Primeiro, em nossas leituras sobre história (defendo que cada página escrita esteja respaldada em 100 lidas, pelo menos); segundo, em fontes oficiais, como o TRE/CE, o IBGE, o IPECE e todas as 07 Constituições já promulgadas em nosso país.
Mas, há um condimento em tudo isso: desde criança testemunhei muitos dos fatos que narro. Vivenciei e colhi também na oralidade as informações de épocas passadas, sempre procurando apartar fatos, causos e versões, a partir de análises que julgo criteriosas.
E por que o título A HISTÓRIA COMO NUNCA LHE CONTARAM?
São 02 os motivos básicos:
Porque narra fatos ainda não contados, como, por exemplo, relato de todas as eleições já realizadas em Tauá e, em grande parte, no Ceará e Brasil; e
Porque fugimos de uma visão típica da historiografia oficial e de publicações mais apegadas a conceitos e ideias focadas na exaltação de fatos e personagens, quase sempre incompatíveis com a realidade, como já dissemos.
Comente sobre alguns temas que são tratados.
As eleições estão esmiuçadas. Outros assuntos são abordados em relação às questões políticas (principalmente), econômicas e sociais. Há considerações sobre os povos indígenas, pretos e brancos. E de fenômenos, como a seca, a religião e o racismo.
O que fica muito claro é que jamais fomos o país pacato dos compêndios oficiais; nem um país justo. Na verdade, um percentual de 2 a 3% de nossa população tomou conta do estado, portanto, das suas riquezas e poder, em detrimento de todos os demais e continua insistindo nisso.
Dê exemplos que confirmem esse desencontro entre a visão de seu livro e a historiografia a que o senhor se referiu.
A chegada dos portugueses é pregada como cordial e benfazeja, mas, logo tentaram escravizar uma civilização que já ocupava essas terras há cerca de 12 a 40 mil anos. Não conseguindo, quase a dizimaram. E chamam a isso de descobrimento do Brasil.
Trouxeram os africanos escravizados. Mantiveram-nos por 350 anos sob esse jugo e não interromperam esse ciclo quando houve a proclamação da república. Fomos o último país do mundo a abolir a escravatura; com todas as agravantes que vieram antes e depois. Uma das maiores hipocrisias de nossa história foi a Lei do sexagenário, que é festejada.
No começo do século XX, desenvolveram um projeto de ‘branqueamento’ da população, tão cruel quanto desumano, e só não avançaram mais porque ficaram mais restritos às regiões Sul e Sudeste.

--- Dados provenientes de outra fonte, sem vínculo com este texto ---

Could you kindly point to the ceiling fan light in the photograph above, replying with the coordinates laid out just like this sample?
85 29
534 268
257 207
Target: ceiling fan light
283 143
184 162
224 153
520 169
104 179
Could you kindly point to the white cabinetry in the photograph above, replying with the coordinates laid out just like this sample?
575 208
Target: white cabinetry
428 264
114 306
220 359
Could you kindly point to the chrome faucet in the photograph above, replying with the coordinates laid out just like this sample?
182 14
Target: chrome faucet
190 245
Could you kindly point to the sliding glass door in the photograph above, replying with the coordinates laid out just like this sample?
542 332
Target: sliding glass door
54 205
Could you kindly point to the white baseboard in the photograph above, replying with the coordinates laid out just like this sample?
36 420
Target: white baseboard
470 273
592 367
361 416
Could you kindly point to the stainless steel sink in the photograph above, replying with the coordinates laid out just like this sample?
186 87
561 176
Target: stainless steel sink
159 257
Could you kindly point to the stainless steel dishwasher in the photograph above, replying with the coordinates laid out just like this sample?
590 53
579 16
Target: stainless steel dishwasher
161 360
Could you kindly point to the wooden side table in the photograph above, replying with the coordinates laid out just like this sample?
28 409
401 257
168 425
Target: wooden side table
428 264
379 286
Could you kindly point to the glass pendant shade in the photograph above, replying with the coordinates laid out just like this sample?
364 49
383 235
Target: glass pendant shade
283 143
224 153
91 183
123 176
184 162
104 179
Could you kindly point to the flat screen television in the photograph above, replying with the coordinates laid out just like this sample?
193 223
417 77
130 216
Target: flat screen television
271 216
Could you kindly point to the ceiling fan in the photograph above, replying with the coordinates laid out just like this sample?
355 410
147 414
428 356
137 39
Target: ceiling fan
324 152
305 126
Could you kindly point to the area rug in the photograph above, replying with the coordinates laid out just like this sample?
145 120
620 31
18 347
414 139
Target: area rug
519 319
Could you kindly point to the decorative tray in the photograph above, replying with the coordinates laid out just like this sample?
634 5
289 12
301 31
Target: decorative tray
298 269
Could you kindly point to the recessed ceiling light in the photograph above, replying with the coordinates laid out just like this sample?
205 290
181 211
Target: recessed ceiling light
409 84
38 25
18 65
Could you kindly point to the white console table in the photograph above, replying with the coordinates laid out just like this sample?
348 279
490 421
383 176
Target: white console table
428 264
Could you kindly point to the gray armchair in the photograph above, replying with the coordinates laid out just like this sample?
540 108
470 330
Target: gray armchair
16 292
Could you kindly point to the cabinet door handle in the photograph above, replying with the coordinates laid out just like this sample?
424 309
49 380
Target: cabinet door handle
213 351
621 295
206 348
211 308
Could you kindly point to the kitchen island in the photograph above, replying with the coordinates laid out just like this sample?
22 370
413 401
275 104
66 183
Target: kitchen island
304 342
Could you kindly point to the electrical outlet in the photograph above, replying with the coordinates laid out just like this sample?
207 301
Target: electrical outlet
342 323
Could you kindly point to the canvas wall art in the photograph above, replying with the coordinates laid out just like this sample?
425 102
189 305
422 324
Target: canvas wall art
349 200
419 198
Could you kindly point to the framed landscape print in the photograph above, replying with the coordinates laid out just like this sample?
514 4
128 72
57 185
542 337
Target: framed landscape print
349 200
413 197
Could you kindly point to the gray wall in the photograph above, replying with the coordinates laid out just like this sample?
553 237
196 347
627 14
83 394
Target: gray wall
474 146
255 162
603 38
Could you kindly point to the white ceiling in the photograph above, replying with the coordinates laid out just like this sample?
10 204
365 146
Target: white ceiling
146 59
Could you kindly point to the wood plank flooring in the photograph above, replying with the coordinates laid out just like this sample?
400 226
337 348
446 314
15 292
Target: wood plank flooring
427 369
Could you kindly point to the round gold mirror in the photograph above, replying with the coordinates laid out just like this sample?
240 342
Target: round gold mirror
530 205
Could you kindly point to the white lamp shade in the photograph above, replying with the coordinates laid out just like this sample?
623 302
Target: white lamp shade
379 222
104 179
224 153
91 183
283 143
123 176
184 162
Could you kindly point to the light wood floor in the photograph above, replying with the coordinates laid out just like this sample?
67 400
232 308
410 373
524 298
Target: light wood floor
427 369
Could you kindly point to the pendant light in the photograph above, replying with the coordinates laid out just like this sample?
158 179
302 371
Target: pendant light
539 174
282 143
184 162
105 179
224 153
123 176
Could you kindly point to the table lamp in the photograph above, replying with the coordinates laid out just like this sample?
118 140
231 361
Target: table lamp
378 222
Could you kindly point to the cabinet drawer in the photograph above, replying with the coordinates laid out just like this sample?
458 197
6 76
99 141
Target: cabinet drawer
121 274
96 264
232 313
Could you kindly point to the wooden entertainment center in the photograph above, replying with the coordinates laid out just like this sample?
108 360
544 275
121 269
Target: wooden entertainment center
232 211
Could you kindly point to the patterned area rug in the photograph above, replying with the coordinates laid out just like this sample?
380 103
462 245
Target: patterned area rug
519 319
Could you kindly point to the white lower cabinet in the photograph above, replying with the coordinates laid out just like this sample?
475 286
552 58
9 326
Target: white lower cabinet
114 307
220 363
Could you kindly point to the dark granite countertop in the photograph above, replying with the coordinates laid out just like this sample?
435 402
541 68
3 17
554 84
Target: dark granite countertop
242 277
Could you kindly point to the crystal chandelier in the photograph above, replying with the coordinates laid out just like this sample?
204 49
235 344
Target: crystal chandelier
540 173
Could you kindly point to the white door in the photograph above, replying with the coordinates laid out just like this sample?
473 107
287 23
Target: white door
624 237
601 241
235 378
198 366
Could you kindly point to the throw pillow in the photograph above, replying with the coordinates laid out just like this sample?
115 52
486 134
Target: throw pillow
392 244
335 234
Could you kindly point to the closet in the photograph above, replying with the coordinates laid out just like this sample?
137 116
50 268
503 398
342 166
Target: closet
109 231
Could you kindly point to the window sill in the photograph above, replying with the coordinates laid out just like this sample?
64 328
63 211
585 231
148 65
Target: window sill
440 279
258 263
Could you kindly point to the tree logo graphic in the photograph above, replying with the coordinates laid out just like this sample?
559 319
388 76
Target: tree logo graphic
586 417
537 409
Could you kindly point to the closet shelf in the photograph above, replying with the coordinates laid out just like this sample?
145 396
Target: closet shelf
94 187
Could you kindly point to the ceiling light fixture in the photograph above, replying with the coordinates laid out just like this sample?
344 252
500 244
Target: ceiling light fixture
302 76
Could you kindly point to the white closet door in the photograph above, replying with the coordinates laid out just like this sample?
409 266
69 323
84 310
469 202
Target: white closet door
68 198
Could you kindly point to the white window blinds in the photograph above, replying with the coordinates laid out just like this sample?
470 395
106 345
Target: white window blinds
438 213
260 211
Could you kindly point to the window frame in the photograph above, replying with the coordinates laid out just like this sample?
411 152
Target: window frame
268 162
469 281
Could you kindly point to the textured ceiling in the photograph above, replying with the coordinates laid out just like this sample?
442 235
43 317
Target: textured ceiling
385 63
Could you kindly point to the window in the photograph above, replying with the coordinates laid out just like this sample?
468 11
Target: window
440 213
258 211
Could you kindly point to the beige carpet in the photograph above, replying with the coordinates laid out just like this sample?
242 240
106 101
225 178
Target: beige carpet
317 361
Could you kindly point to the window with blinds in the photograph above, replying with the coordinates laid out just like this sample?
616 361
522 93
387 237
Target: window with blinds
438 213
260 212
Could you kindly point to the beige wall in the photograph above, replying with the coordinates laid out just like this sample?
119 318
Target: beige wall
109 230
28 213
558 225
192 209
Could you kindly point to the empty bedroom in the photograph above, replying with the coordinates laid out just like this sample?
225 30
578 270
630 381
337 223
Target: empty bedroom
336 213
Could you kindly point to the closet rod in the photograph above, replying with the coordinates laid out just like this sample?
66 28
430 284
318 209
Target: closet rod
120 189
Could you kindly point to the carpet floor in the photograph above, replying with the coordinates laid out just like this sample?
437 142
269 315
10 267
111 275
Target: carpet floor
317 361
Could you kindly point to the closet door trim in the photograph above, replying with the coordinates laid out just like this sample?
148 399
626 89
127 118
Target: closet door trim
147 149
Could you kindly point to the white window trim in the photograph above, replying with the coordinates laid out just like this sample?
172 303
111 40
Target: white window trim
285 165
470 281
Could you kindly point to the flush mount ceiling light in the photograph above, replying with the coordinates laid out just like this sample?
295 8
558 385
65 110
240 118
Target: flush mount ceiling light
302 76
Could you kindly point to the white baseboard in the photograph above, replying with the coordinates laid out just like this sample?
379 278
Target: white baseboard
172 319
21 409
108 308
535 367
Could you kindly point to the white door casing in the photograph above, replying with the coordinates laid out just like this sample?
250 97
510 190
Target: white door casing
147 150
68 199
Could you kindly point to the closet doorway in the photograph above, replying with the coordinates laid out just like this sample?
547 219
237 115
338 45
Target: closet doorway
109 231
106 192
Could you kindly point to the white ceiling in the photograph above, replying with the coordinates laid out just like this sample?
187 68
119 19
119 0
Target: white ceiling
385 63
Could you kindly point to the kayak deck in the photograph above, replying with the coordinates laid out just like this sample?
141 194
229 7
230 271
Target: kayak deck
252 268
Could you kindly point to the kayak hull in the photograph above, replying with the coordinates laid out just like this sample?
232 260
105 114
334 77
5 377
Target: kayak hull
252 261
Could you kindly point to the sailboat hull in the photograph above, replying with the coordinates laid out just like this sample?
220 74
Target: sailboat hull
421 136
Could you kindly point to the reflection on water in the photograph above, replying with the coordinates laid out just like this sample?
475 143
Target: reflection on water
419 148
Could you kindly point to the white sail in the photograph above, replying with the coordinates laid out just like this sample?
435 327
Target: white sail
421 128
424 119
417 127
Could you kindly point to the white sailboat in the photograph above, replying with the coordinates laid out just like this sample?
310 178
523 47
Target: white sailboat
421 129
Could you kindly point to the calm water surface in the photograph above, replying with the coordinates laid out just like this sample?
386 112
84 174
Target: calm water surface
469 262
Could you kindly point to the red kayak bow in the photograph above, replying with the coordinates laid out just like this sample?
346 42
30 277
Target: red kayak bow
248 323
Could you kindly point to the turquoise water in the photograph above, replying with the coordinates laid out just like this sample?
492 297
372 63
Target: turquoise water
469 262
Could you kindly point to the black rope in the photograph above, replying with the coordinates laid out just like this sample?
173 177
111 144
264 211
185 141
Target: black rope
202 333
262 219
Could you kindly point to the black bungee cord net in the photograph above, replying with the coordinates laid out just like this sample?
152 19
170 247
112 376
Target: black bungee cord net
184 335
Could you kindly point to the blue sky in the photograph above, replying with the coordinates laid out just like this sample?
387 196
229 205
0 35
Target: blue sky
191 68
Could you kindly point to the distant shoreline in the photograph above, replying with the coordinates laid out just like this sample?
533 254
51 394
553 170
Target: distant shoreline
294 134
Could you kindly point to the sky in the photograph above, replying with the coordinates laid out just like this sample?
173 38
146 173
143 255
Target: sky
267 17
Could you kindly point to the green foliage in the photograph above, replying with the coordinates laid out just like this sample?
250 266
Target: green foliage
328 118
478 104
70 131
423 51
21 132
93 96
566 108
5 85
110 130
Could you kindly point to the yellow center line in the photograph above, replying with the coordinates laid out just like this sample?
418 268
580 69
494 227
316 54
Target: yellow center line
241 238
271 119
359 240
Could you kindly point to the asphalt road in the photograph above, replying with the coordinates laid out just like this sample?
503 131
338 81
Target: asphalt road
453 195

Como funcionou a nossa política, especialmente, no período a que a sua obra se reporta?
As eleições aconteceram no Império baseadas exclusivamente na renda (Constituição de 1824). Podia votar quem ganhasse acima de 100 mil réis por ano e se candidatar a deputado ou senador quem ganhasse acima de 200 e 400 mil. Portanto, eram simples condomínios, de pouca gente. Esses pequenos grupos, para mandarem num país de 10 milhões de pessoas.
Na república, em seu primeiro ciclo, até 1930, votavam os homens com mais de 21 anos e alfabetizados. Pequena evolução, pois, o voto era aberto e completamente controlado sob coação (pouca gente participava – entre 3 a 5% da população).
Veio a Era Vargas, que suspendeu eleições, mas, criou a Justiça Eleitoral, o voto universal e feminino, apesar de negar aos analfabetos; isto vigorou da Constituição democrática de 1946 até 1985. Mas, as eleições continuaram bastante contaminadas por esse processo histórico. As campanhas e o processo de apuração eram extremamente corrompidos. Hoje, podemos afirmar que as campanhas continuam assim, mas, avançamos extraordinariamente nas votações e apurações, sendo um exemplo para o mundo.
A verdadeira universalização do voto só veio em 1988 com a atual Constituição.
Na sua visão, ao que me parece, o Brasil foi um país injusto e que teve grande violência política e social. O que te leva a essa conclusão?
Já falamos da dizimação dos indígenas e das crueldades com os pretos. Toquemos agora apenas no período da república. Aproveitamos para um registro: o Ceará e Tauá estão conectados ao país.
Para se ter uma ideia, em 1890, em seus primeiros atos, a presidência decretou que “a vadiagem e a capoeira fossem criminalizadas”. Ora, como um povo que fora escravizado até aquele momento, sairia daquela situação, sem o auxílio do estado? Foi pior: além de continuarem negando essas oportunidades, ainda lhe puniram por isso. E repetiram um decreto semelhante em 1941, onde os que não provessem a família, estariam sujeitos à prisão.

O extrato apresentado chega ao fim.